When you grow up reading a lot of genre fiction, especially young adult and high fantasy, a major turning point in your emotional growth is realizing that “the dark lord”, as you have come to know this all-too-common character archetype, doesn’t really exist. In reality, evil as an ideal is never made manifest in a single adversary whose sole objective is to destroy and corrupt the goodness in the world. Sure, there are people who are “bad” from your own perspective, and bad qualities like selfishness, prejudice, and lack of empathy are generally culturally agreed upon, but even the worst people are generally heroes in their own minds, people who have not yet been shown the error of their ways. No one sets out to be Sauron or the White Witch or Voldemort, and no matter how much power and influence bad people achieve, I know of no instance where anyone has claimed that their ultimate goal was the advancement of the cause of evil.

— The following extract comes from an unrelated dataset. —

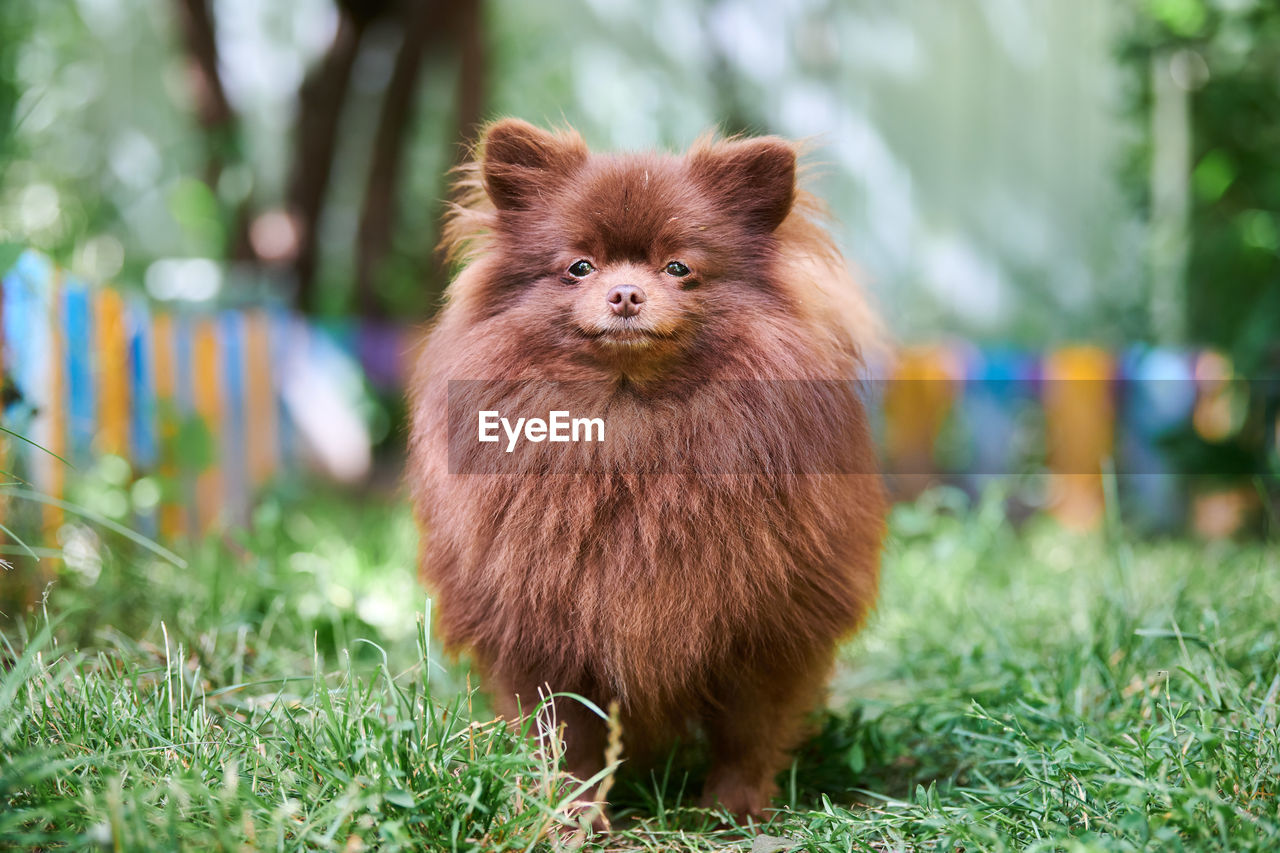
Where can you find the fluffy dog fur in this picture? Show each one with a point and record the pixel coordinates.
(695, 594)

Most frameworks of morality grasp this concept pretty well: that good and evil are not absolutes, and that humans inherently have the capacity for both positive and negative behaviors. The major exception seems to be in certain camps of modern Christianity, which assigns a motive and influence to Satan that is very much comparable to the fictional and largely metaphorical presence of Sauron and other prototypical “dark lords”. While in Tolkien’s case, Sauron was a metaphor for industrialization, and in the case of children’s books, morality is artificially externalized and simplified for the sake of young readers, the Christian reading of Satan is—as far as many active faith communities are concerned—neither metaphorical nor exaggerated. Satan is literally a dark wizard.